Inadequate cell number in step 22.

Potential solution

To avoid this problem, digest at least 50 mg tumor tissues. If there are less than 1 million cells, use all the cells for staining and incubate them on 96 wells.

Problem 4

No obvious FITC fluorescence in step 31.

Potential solution

Several reasons may result in this problem. 1) Inappropriate PMT voltages. To overcome this problem, use H₂O₂ treated cells as a positive control and unstained cells as a negative control to set an appropriate PMT voltage; 2) The staining of BODIPY 581/591 C11 is not bright. To overcome this problem, use higher concentration (10 μM) of the sensor or extended the incubation time to 45 min- 1 h; 3) Low cellular viability.

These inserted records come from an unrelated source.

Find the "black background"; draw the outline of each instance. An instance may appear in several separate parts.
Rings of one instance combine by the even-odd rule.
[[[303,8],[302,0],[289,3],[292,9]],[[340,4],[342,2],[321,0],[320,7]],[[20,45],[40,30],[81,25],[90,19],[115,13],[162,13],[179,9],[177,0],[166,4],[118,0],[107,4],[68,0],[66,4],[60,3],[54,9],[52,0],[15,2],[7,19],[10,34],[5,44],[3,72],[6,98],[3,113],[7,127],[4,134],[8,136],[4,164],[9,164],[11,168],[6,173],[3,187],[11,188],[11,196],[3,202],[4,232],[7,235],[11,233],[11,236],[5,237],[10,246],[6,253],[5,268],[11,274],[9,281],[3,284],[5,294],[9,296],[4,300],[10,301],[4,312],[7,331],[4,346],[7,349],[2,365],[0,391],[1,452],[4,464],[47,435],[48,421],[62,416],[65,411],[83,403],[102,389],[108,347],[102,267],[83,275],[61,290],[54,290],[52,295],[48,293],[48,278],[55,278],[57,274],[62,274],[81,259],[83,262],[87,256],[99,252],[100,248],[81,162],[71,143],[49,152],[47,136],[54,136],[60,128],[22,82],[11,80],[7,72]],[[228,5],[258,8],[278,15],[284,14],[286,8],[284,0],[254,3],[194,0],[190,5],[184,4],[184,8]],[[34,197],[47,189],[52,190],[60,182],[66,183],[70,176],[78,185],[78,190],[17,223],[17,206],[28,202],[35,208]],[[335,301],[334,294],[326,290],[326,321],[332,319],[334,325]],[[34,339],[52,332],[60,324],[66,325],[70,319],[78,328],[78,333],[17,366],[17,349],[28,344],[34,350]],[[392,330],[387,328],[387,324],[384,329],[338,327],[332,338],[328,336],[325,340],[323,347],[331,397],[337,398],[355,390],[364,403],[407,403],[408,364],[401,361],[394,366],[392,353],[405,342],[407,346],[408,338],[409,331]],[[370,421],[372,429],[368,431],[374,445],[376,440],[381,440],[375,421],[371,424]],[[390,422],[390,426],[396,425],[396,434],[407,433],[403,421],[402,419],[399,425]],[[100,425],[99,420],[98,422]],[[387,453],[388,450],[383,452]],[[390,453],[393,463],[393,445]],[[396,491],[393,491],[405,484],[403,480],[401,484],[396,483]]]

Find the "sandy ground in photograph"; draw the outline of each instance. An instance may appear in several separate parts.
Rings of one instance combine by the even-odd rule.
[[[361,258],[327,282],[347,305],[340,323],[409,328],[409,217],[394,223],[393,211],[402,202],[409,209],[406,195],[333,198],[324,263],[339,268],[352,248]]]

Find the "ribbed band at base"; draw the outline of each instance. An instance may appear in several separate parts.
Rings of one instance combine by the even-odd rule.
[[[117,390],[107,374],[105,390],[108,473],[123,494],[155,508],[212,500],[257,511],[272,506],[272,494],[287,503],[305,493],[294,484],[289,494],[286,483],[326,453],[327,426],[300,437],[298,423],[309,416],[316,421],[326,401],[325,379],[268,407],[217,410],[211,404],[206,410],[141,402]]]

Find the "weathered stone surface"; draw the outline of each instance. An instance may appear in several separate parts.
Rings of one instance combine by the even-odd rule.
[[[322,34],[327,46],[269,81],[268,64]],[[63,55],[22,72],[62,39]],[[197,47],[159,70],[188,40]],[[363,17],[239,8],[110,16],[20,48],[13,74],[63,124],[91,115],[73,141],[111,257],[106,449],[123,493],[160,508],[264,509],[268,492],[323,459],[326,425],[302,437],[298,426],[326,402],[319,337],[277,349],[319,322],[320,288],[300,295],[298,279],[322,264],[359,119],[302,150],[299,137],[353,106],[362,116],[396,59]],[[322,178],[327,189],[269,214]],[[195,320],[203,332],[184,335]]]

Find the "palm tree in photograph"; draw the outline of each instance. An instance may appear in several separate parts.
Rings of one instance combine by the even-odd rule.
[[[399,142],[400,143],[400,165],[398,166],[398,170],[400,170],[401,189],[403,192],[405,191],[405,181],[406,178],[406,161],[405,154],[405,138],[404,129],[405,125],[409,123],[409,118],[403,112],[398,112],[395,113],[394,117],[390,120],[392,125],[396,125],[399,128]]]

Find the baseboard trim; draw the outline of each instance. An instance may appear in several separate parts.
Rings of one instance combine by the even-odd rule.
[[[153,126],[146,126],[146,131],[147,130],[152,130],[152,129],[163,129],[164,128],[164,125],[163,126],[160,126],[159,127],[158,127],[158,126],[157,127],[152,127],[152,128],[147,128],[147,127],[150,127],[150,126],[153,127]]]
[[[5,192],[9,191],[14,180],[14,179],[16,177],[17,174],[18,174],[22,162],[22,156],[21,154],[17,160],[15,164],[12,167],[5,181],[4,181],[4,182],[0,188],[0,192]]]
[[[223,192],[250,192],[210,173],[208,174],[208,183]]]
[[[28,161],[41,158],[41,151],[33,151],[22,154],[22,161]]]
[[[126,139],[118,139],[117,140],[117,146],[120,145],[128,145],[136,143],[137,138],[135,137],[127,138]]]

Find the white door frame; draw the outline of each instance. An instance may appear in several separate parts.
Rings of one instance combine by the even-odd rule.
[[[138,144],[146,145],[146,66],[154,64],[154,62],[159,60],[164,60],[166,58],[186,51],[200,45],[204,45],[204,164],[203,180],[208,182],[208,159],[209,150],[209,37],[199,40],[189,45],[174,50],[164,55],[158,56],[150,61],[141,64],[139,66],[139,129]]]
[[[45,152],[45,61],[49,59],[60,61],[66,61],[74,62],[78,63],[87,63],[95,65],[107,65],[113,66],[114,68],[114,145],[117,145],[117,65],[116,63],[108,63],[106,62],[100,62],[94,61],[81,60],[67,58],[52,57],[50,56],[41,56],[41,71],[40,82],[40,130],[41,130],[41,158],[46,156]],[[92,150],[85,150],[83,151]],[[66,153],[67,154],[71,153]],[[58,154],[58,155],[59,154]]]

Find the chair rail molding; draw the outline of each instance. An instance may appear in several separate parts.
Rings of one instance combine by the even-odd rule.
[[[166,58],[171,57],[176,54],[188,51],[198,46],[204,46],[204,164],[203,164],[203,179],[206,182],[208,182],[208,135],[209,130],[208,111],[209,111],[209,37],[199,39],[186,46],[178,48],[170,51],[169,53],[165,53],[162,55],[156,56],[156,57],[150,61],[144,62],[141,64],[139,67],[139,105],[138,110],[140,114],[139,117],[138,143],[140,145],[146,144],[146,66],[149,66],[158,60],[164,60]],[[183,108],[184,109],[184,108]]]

To avoid this situation, we recommend processing the tissues gently and quickly and preparing necessary items before the experiment; 4) Fluorescence quenching. To avoid this situation, we recommend collecting stained cells by flow cytometer within 2 h after incubation.

Problem 5

No positive staining of CD8a and Thy1.1 antibodies in step 31.

Potential solution

As these two antibodies are easy to stain on the cells, the potential reason for this problem might be that antibodies don’t be added into the antibody mix. Freshly prepare the antibody mix and confirm that all the antibodies are included.

Resource availability

Lead contact

Further information and requests for resources and reagents should be directed to and will be fulfilled by the lead contact, Qing Yi (qyi@houstonmethodist.org).

Materials availability

This study did not generate new materials.

Data and code availability

This protocol did not generate new data or employ custom code.